More than $5.5 million in auto loan applications has been linked to a new fraud wave, mostly in Southern California, with borrowers using synthetic identities by manipulating Social Security numbers, according to fraud detection specialist PointPredictive.
The latest outbreak, in which applicants changed the last four digits of a valid Social Security number to create a synthetic identity, are likely linked to a rise in Credit Privacy Number sellers, according to Frank McKenna, the San Diego company's chief fraud strategist.
A credit privacy number, also called a CPN, is a nine-digit number consumers use in lieu of a Social Security number to protect their privacy on credit documents. CPN sales have been flagged by both the Federal Trade Commission and the Office of the Inspector General as an illegitimate credit repair tactic.

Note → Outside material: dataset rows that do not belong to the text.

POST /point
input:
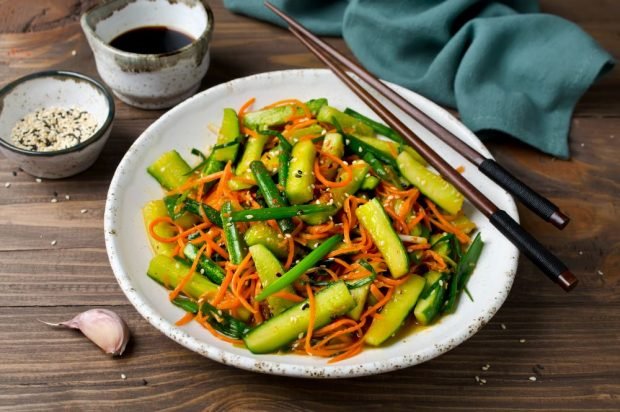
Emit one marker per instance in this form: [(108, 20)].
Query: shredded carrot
[(288, 296), (188, 277), (445, 225), (347, 174), (187, 318)]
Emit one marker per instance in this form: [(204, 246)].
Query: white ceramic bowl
[(150, 81), (185, 127), (55, 89)]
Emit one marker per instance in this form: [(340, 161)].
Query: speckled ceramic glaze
[(150, 81), (129, 252), (55, 89)]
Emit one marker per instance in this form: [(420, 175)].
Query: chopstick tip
[(567, 280), (559, 219)]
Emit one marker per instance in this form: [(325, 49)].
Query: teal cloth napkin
[(503, 65)]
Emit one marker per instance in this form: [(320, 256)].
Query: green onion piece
[(270, 192), (237, 249), (253, 215), (206, 266), (302, 267), (359, 147), (186, 304), (464, 270)]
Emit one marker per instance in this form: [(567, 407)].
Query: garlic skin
[(103, 327)]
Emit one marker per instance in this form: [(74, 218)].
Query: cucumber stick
[(261, 233), (169, 272), (269, 269), (359, 295), (279, 115), (428, 307), (395, 311), (237, 249), (253, 151), (151, 211), (376, 221), (430, 184), (299, 183), (229, 131), (349, 124), (331, 302), (339, 194), (333, 144), (170, 170)]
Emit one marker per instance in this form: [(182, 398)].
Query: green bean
[(253, 215), (302, 267), (270, 192), (194, 206), (237, 249)]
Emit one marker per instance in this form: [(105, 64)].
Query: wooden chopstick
[(540, 205), (553, 267)]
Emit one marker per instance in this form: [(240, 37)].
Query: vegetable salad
[(307, 229)]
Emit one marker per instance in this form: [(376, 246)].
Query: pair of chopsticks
[(526, 243)]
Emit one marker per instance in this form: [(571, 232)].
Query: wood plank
[(82, 377), (571, 339)]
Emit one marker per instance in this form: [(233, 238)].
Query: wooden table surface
[(569, 342)]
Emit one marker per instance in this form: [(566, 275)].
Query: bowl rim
[(249, 361), (205, 36), (101, 131)]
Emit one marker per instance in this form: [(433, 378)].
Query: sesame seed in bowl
[(54, 124)]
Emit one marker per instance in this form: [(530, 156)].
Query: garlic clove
[(103, 327)]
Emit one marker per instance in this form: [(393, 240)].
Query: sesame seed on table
[(544, 350)]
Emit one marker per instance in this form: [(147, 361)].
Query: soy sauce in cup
[(151, 40)]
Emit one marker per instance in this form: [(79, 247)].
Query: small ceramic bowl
[(55, 89), (150, 81)]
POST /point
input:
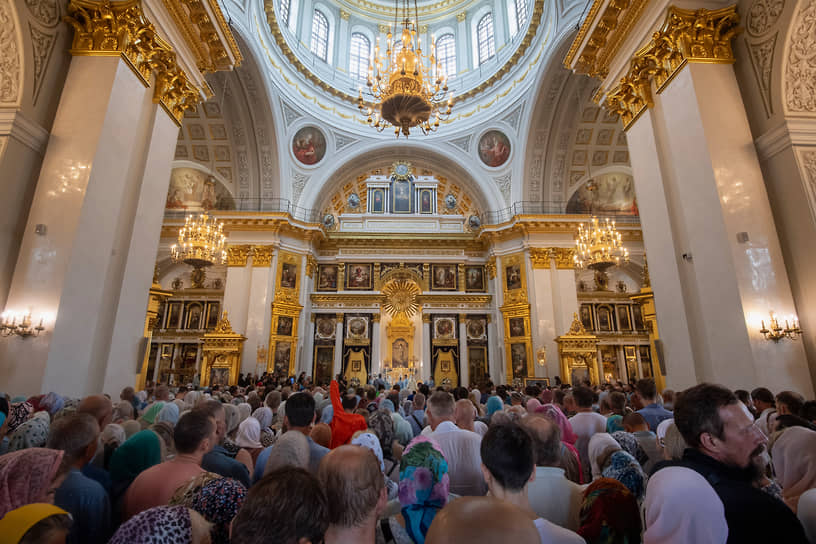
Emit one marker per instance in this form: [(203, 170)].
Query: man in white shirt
[(585, 423), (552, 496), (507, 464), (461, 448)]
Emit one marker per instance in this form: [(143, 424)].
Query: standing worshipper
[(85, 499)]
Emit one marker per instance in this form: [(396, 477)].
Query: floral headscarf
[(609, 513), (625, 469), (19, 414), (219, 501), (423, 487), (26, 477), (31, 434), (157, 526)]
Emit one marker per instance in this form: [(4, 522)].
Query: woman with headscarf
[(29, 476), (249, 438), (681, 507), (137, 454), (31, 434), (176, 524), (265, 417), (367, 439), (609, 514), (423, 490), (381, 424), (794, 460)]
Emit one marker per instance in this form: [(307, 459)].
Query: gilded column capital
[(238, 255), (311, 265), (121, 28), (701, 35), (262, 256)]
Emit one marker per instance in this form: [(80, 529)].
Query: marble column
[(464, 364), (338, 347), (72, 264)]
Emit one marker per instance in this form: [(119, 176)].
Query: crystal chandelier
[(405, 93), (599, 246), (200, 244)]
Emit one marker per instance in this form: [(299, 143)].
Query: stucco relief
[(800, 72), (762, 62), (45, 12), (762, 15), (10, 65), (42, 44)]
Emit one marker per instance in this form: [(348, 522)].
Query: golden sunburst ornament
[(401, 298)]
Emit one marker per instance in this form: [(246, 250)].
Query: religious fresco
[(608, 193), (494, 148), (309, 145), (194, 190)]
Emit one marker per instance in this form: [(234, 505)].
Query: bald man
[(481, 520), (355, 492)]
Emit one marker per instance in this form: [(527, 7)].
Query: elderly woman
[(176, 524), (29, 476)]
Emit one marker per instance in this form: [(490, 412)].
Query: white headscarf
[(681, 507), (249, 434), (599, 444), (794, 460)]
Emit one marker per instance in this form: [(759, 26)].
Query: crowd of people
[(285, 461)]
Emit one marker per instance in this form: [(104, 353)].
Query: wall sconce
[(10, 326), (777, 333)]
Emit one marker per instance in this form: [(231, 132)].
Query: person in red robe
[(344, 423)]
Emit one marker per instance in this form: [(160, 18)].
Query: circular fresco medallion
[(494, 148), (309, 145)]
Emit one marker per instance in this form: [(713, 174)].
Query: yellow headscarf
[(17, 522)]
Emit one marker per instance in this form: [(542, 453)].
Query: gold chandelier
[(405, 92), (599, 246), (201, 243)]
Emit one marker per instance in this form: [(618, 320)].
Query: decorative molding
[(10, 61), (686, 36), (16, 125), (762, 15), (238, 255), (761, 55), (800, 69), (42, 44), (262, 256), (194, 19), (121, 28), (45, 12)]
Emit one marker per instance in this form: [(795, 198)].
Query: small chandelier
[(599, 246), (200, 244), (405, 92)]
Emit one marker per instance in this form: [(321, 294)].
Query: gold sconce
[(10, 325), (776, 333)]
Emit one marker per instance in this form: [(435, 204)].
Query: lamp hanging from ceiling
[(200, 244), (405, 92)]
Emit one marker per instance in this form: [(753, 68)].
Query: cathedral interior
[(440, 248)]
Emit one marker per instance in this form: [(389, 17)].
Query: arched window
[(284, 12), (485, 38), (358, 56), (446, 54), (521, 13), (320, 35)]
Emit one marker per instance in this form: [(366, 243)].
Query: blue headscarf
[(424, 486), (494, 404)]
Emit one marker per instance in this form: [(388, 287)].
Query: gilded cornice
[(262, 256), (280, 40), (121, 29), (194, 18), (702, 36), (238, 255)]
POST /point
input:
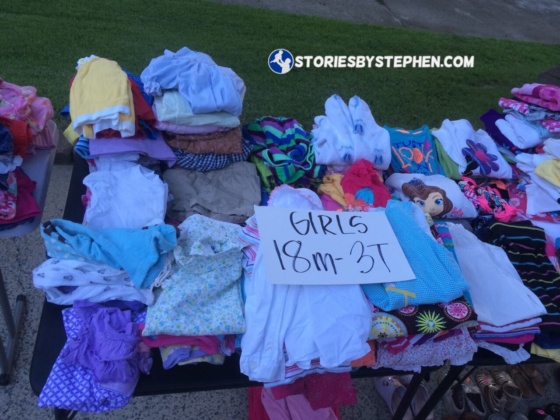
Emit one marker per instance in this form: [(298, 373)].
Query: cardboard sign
[(326, 247)]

"This whole industry is set up to fool consumers to think these CPNs are legal, but behind the scenes, all they are are stolen Social Security numbers," McKenna said.
Over the past several years, a cottage industry has formed around supposed CPN sellers who provide instructions to consumers on how to create a separate identity, according to McKenna.
The scam is typically targeted at those with poor credit or no official Social Security number.
CPN sellers, however, provide more than a number. Generally, sellers will advise purchasers to buy a mail-drop location that has never been associated with their identity and list a temporary phone number, McKenna said, to flesh out a fake profile.
Ten auto lenders reported at least one application with Social Security numbers altered under the scheme in December, PointPredictive said. In all last month, 340 auto applications were linked to the fraud activity, the majority of which originated in Southern California.
Another tactic identified in the latest scheme was the substitution of the last four digits of the Social Security number with the birth year associated with the fake identity. Manipulated Social Security numbers are common in synthetic identity fraud cases, McKenna said, but "this is the first time we've seen this pattern."
"They'll find a prefix, change the last four digits slightly, and sell it to another person," McKenna said. "It might be easy to keep track of, to sell. They create this structure to systematize it."
PointPredictive estimates that $7 billion in auto loans was directly tied to fraudulent information in 2019, including misrepresented income, employment, identity and collateral. That figure is up about 5 percent from 2018, when $6.7 billion in auto loans was tied to fraudulent activity.